President Joe Biden’s ESG (Environmental, Social, Governance) rule has been published in the Federal Registry.
This rule would allow investment funds to invest Americans’ 401(k) savings with one or both eyes on political correctness and social engineering goals rather than for earnings. Fortunately, Congress can use the Congressional Review Act (CRA) to keep the Biden Administration from wolfing down Americans’ retirement savings. Let’s take a look at how this proposed rule could impact you and what you can do about it.

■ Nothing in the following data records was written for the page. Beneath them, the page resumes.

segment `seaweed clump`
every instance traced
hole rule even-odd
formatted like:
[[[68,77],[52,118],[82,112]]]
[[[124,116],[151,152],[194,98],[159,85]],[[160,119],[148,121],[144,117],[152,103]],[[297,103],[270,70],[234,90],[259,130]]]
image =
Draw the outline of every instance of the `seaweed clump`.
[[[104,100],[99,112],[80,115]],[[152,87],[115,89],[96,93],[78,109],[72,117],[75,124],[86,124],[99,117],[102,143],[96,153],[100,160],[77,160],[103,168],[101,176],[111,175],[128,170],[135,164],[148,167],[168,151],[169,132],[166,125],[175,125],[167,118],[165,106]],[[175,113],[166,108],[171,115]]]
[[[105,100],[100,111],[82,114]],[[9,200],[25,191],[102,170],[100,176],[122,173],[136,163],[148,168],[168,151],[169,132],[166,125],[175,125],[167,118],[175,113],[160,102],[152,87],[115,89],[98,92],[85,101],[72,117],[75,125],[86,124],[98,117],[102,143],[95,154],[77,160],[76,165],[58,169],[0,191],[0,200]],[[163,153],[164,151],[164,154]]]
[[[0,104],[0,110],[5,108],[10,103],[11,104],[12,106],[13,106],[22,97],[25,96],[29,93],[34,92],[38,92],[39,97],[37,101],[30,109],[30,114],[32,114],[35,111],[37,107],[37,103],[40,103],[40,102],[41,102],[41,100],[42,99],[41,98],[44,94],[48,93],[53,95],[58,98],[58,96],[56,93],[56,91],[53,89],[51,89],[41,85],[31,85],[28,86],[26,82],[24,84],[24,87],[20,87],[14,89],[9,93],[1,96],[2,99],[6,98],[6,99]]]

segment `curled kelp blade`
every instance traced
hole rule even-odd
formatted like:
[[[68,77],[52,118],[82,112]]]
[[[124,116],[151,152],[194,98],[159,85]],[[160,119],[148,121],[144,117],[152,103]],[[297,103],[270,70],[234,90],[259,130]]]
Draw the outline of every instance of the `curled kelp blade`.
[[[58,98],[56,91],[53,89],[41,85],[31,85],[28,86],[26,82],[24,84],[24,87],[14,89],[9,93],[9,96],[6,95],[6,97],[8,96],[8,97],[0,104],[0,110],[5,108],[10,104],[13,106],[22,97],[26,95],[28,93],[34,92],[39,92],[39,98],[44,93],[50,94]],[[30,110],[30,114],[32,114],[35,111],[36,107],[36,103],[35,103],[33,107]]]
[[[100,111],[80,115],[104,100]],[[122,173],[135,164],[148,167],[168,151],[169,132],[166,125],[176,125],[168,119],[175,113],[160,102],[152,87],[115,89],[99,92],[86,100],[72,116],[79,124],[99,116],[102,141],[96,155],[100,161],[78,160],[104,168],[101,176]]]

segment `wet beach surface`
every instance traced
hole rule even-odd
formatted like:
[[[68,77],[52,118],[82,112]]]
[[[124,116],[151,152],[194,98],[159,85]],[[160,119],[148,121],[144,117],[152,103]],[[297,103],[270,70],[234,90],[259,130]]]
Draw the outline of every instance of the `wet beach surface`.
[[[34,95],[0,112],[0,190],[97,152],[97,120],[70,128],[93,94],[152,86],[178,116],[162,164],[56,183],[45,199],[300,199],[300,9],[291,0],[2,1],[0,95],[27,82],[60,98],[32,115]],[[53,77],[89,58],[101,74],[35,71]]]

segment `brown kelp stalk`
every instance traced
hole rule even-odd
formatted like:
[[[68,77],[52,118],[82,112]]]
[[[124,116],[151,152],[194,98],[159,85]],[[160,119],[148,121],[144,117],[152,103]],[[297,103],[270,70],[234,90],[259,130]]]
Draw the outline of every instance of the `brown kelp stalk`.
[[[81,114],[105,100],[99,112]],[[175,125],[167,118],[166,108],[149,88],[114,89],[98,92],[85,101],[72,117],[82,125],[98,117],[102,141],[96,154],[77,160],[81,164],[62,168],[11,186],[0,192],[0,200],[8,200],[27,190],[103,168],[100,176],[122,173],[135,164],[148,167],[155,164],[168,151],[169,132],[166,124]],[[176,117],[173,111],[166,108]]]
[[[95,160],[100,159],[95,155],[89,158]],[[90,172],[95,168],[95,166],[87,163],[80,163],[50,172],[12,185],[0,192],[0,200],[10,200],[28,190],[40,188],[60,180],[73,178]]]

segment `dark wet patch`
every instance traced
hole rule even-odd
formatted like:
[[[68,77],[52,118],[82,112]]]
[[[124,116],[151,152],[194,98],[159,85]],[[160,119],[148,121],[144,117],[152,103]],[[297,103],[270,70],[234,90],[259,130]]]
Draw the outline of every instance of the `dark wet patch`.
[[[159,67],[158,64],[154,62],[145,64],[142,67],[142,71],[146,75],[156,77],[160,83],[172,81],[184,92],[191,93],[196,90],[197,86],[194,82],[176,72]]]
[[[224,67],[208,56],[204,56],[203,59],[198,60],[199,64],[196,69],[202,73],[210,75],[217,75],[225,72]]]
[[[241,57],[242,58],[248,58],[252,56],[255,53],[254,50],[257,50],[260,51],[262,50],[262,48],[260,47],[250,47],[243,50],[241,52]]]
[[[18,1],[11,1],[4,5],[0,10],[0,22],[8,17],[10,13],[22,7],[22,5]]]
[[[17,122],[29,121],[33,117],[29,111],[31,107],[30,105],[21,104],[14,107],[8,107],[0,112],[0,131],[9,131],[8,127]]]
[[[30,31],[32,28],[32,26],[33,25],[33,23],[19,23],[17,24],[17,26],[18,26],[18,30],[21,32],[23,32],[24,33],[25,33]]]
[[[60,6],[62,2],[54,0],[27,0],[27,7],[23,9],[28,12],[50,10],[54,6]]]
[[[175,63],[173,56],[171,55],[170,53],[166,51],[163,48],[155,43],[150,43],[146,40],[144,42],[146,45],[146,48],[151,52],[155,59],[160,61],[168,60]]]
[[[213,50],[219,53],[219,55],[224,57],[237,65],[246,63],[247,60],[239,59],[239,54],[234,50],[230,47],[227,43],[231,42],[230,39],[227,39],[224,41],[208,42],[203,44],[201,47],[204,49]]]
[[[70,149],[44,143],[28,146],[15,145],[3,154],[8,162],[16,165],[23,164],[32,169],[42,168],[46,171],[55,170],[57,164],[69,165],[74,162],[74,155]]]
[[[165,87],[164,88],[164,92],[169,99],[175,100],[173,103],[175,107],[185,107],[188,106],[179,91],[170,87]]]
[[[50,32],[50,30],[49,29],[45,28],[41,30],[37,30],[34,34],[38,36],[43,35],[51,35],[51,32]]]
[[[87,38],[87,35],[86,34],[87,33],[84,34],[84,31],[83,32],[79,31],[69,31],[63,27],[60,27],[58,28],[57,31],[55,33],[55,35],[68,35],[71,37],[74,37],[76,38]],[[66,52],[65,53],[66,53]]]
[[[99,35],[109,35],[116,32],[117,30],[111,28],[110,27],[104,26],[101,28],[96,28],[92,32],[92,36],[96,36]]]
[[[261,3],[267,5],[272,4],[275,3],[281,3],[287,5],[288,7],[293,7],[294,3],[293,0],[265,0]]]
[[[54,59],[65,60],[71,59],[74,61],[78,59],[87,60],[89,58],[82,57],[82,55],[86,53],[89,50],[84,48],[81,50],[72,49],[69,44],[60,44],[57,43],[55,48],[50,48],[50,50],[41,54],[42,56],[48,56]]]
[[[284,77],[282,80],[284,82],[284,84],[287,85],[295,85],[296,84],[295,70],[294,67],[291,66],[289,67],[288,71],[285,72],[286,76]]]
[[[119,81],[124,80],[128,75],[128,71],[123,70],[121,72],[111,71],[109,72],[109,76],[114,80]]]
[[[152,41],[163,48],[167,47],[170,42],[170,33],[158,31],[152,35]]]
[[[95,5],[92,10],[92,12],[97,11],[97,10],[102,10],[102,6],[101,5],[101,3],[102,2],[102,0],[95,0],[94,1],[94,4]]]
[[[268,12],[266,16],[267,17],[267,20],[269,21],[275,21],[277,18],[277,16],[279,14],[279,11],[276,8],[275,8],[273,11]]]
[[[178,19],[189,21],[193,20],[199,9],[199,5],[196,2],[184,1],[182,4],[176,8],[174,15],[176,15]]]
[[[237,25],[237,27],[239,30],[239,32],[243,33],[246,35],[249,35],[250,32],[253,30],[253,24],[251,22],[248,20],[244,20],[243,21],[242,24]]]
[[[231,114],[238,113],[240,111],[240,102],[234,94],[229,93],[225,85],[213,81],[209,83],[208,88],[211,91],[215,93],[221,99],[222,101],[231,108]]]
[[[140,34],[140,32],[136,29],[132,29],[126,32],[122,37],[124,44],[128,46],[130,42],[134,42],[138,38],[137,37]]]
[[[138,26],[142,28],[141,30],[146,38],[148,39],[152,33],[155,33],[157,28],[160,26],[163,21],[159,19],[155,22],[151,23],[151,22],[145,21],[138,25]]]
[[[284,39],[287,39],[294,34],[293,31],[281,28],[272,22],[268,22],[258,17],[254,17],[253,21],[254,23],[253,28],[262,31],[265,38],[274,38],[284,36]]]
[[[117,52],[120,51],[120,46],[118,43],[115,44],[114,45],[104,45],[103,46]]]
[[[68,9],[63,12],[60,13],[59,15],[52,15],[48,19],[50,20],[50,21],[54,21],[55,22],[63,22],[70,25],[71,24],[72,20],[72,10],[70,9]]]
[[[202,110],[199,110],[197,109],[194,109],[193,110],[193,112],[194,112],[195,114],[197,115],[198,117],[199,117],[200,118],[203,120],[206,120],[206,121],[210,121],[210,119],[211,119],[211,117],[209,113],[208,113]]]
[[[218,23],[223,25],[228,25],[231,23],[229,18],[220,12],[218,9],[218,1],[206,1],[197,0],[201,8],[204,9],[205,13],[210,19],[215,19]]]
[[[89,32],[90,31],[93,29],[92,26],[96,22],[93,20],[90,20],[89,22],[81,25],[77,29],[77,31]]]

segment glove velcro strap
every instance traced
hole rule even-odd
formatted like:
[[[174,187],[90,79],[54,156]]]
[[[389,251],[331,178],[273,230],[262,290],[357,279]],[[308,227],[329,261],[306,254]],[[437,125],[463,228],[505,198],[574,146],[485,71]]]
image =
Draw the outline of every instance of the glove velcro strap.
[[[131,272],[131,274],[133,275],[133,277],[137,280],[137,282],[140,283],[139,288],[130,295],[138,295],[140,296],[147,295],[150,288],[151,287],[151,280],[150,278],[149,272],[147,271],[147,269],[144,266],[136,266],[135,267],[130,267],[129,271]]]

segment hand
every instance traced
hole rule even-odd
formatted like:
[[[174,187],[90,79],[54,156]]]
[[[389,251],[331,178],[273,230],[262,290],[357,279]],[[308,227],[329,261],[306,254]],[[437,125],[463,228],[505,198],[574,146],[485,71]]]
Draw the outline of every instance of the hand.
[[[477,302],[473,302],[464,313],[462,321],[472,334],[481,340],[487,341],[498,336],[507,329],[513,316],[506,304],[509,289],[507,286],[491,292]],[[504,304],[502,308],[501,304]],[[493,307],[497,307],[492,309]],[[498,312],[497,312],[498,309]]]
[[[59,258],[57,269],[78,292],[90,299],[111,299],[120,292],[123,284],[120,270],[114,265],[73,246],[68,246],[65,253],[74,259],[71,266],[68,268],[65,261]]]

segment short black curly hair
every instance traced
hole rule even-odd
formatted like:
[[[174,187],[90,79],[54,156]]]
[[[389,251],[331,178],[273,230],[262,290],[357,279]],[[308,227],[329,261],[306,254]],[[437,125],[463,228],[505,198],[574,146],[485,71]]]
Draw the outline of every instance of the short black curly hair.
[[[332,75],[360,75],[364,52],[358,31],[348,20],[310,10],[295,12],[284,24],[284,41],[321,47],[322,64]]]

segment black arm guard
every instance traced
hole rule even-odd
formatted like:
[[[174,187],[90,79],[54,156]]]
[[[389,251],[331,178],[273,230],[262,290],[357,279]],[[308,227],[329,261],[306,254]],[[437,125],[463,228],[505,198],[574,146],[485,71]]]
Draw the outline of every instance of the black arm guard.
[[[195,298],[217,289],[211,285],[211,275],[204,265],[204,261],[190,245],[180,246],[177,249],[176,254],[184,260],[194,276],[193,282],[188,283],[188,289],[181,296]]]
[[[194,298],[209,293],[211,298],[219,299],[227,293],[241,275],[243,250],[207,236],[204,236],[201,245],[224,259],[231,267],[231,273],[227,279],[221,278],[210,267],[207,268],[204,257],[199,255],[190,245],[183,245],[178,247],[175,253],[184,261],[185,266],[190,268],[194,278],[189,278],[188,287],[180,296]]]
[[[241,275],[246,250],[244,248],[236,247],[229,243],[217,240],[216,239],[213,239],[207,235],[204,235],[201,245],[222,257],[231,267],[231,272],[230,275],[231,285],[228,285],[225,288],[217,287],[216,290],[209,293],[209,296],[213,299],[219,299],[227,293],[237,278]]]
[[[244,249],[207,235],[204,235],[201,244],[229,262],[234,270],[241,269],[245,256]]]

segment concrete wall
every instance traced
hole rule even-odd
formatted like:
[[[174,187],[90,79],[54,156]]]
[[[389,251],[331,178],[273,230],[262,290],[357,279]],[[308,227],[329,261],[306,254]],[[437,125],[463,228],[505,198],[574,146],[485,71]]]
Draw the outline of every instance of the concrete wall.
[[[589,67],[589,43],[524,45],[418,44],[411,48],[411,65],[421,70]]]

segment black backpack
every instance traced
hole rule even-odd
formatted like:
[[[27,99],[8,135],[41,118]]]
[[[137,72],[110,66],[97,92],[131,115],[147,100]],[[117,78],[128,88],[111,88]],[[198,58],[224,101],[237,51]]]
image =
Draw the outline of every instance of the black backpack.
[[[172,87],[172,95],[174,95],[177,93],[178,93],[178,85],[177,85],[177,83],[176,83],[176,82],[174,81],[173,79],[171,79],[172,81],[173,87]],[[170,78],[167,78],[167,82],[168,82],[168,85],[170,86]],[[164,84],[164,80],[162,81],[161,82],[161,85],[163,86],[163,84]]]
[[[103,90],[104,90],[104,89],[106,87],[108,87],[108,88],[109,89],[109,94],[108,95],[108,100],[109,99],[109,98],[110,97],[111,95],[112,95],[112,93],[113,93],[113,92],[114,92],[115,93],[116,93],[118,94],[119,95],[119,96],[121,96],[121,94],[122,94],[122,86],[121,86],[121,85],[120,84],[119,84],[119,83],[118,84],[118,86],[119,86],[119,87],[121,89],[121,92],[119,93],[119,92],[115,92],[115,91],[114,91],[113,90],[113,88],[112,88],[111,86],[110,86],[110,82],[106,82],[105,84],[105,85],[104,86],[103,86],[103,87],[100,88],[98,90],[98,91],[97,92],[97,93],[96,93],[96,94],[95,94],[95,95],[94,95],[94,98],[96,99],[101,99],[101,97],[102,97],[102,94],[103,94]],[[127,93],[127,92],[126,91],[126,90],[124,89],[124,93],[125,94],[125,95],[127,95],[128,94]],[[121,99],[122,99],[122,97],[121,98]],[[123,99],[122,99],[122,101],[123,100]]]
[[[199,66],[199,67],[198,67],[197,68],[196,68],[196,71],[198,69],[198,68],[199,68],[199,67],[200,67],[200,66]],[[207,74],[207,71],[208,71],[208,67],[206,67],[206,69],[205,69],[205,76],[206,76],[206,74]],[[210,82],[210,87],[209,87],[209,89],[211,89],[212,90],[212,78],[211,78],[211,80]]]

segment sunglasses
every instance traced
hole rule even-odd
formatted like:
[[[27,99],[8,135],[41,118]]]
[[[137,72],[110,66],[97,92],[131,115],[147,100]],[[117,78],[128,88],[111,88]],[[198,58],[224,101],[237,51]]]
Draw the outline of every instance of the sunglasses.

What is the Biden ESG Rule?
The Biden ESG rule puts a thumb on the scale for “woke” investments that have historically not done that well in the free market. Financial advisors are now being encouraged to consider environmental, social, and corporate governance factors when evaluating potential investments, rather than just focusing on available data related to performance and return on investment. This means that they may put your money into projects that may have good intentions but may not be profitable in the long run.
Why You Should Be Concerned
The main concern with this rule is that it takes away your financial advisor's ability to make decisions based purely on numbers and data. They will now be making decisions based on political correctness instead of sound financial sense, potentially putting your retirement savings at risk without you knowing it. Furthermore, this proposed rule would also give companies an incentive to overstate their ESG credentials in order to attract more investment from financial advisors who are trying to meet their ESG goals.
How You Can Take Action
Now is the time for Congress to step in and protect Americans' retirement savings by using its power under the CRA which enables them to review and disapprove of rules published by federal agencies before they go into effect. By taking action now and voicing your opposition to this proposed rule, you can help ensure that your retirement savings are safe from harm caused by misguided government policies.